Kanatları olup da özgürce uçamayan, huzursuz ve mutsuz bir şekilde kafesinden çıkış yolu arayan kekliğe sorsan şimdi cehennem var mı diye, sana ne cevap verir?
Endonezya’da yüzlerce yarasayı toplayıp yakan insanların elinden kaçmayı başarmış bir yarasaya sorsan şimdi, eğer cehennem varsa şeytan kimdir diye, ne cevap verir sana?
Ben söyleyeyim ne diyeceğini:Cehennem var, cehennem Dünya, şeytan da insan.”

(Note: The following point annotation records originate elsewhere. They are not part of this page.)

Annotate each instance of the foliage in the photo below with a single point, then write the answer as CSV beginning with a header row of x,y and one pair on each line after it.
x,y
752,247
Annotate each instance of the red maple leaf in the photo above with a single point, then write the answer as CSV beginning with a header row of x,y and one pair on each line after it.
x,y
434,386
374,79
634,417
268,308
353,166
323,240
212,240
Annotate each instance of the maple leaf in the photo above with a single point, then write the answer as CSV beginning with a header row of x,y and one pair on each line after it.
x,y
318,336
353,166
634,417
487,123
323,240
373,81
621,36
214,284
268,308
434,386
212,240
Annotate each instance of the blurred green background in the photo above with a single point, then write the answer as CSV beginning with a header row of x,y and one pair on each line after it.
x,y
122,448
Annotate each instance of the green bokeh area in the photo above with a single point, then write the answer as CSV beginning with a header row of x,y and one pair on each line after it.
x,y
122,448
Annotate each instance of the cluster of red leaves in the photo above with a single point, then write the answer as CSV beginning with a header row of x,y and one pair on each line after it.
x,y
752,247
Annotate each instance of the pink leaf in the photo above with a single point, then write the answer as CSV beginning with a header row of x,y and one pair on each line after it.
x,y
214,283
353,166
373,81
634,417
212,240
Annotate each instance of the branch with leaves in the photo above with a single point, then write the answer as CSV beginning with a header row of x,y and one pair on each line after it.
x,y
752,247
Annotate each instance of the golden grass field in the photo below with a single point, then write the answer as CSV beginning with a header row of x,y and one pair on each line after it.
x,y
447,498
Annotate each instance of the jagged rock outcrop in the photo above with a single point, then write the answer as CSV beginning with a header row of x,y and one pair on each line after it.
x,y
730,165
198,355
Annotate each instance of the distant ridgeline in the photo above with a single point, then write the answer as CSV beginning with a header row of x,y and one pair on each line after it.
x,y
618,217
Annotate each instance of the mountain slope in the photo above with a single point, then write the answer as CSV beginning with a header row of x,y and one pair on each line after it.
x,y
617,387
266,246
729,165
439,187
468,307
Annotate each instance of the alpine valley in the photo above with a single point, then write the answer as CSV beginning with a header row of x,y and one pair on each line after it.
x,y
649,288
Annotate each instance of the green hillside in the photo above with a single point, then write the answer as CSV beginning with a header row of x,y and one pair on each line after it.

"Cehennem boş, bütün şeytanlar burada." diyen William Shakespeare bunu boşuna söylemiş olamaz değil mi?
Dünya sadece bize ait değil, diğer tüm hayvan dostlarımız da Dünyalı.
Bütün o manevi inançlarımıza rağmen ne meraklıyız dünyevi olan ne varsa.
Bu nasıl bir üstünlük kompleksi ki kendimizi her şeyin sahibi ve bütün canlıların üstünde görüyoruz?
Bu yaşananlar insanın doğayla savaşmasının ve doğaya zarar vermesinin sonucu.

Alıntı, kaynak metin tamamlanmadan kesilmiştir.